ZOM özellikle yetim kuzuları beslemek için. Bu ikame, çocuklara inek sütünden daha çok yakışır.
Koyun sütünün yerine getirildiğine göre 2 çeşit tarif vardır.
İlk tarife göre hazırlanan karışım, 1-15 gün arası kuzuları beslemeniz gerekiyor. Bu karışımın bileşimi, yaşamın bu ilk 2 haftasında gençler için çok gerekli olan yağın çoğunu oluşturur. Bu ZOM'un yaklaşık bir bileşimi vardır:% 69'u tersine,% 28'i yağa ve% 3'ü fosfatitlere tahsis edilir.
Doğumdan 2 hafta sonra, kuzuların yağa değil de proteine ihtiyacı vardır. Bu nedenle, ZOMa bileşiminde yağ miktarını% 17'ye ve geri vermek için dengeyi azaltmak gerekir. Böyle bir ikamenin beslenme süresi 45 gün sürer. Her iki ZOMA'nın bileşiminde çeşitli vitamin kompleksleri, iyot, bakır ve sodyum, tuz bileşikleri vardır.

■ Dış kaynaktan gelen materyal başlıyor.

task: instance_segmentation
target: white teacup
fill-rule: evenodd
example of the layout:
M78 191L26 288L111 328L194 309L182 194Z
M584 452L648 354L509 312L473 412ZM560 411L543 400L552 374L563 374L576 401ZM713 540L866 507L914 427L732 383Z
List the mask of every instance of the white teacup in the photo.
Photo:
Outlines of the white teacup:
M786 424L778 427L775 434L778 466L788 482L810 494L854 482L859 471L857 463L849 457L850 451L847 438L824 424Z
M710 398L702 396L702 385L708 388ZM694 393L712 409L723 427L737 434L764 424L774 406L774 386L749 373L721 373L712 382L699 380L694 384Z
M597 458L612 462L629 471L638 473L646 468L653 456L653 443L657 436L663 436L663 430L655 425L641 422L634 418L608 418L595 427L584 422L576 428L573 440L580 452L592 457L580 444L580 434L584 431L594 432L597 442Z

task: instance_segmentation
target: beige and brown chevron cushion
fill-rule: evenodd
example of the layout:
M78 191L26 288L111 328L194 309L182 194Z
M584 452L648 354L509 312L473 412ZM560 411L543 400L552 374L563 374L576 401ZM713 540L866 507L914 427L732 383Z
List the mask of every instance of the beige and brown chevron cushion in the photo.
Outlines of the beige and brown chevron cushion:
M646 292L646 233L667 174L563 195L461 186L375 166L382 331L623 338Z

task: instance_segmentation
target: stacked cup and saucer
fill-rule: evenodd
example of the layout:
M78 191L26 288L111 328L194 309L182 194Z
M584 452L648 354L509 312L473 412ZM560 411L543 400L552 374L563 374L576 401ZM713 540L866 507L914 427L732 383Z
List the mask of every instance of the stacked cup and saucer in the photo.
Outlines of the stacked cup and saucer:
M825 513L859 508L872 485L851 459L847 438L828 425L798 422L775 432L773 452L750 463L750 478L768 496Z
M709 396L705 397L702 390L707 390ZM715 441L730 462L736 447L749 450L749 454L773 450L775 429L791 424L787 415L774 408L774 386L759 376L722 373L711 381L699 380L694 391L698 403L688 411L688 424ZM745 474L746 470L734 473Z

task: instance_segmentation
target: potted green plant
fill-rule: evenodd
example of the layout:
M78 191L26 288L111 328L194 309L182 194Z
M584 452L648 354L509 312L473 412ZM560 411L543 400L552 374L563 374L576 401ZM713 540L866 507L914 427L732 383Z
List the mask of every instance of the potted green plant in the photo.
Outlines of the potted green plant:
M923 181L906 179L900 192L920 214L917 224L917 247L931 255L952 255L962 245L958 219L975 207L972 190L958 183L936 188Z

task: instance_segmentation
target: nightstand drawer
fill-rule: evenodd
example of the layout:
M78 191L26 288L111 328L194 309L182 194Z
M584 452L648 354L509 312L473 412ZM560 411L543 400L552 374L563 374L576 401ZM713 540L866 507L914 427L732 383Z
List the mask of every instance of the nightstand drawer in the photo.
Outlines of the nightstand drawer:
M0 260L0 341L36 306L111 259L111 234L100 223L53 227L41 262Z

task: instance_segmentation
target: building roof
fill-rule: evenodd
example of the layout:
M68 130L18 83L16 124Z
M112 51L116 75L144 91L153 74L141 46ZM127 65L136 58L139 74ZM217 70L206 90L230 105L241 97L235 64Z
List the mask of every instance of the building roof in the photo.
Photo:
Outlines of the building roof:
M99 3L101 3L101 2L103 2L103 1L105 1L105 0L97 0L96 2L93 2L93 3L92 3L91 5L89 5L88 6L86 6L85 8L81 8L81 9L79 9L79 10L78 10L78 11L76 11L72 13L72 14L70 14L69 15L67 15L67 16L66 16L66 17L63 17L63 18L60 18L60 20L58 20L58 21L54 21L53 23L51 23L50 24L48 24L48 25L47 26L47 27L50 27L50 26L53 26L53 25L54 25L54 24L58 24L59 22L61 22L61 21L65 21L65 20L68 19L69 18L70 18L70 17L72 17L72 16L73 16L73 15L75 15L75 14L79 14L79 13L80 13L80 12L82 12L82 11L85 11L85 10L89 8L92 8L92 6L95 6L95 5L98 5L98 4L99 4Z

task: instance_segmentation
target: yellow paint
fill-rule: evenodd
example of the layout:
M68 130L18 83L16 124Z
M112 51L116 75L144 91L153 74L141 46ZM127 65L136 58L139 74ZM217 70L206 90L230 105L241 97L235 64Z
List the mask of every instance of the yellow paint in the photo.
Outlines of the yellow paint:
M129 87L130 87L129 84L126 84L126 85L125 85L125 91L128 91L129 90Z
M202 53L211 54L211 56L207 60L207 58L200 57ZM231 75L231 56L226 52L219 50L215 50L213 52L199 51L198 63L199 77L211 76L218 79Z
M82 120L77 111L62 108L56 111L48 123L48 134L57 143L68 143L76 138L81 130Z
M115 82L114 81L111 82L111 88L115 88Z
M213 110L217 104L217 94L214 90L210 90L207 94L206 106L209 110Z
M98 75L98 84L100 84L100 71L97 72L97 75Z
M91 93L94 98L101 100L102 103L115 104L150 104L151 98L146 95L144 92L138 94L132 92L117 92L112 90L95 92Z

Dışarıdan, ZOM ılık suda (38-40 ̊C) seyreltilmesi gereken bir tozdur; burada 1 litre toz için 9 litre su verilmelidir.
normlar bunlar: ilk gün, kuzu 5-6 kez ZOM almalıdır ve bir seferde norm 125-150 g'dır. 16 ila 40 günlük periyotta, oran 500 g'a getirilmeli ve beslenme sıklığı günde 3 defadır.
İkameye ek olarak, kuzu diğer ürünlerle beslenmelidir. Örneğin, doğumdan 10 gün sonra, genç bir hayvanın midesi tarafından kolayca sindirilen, 1 kg 120-150 g protein içeren yonca samanı ve karma yem şeklinde beslenmeniz gerekir. Bir ay sonra, gençlere yem karışımını granüller halinde verebilirsiniz.
Bu zamanda kuzu suyunu vermelisin, böylece alıştı. Bebekleri ZOM ile besledikten sonra, sakince saman, yeşil ot, karışık yem verebilecekler.
Annesi olmayan bir kuzu yetiştirmek zordur, ancak mümkündür. Asıl şey, biraz hayat kurtarmak arzusudur. Sonuçta, sonuç olarak, güzel ve en önemlisi - sağlıklı bir hayvan elde edersiniz.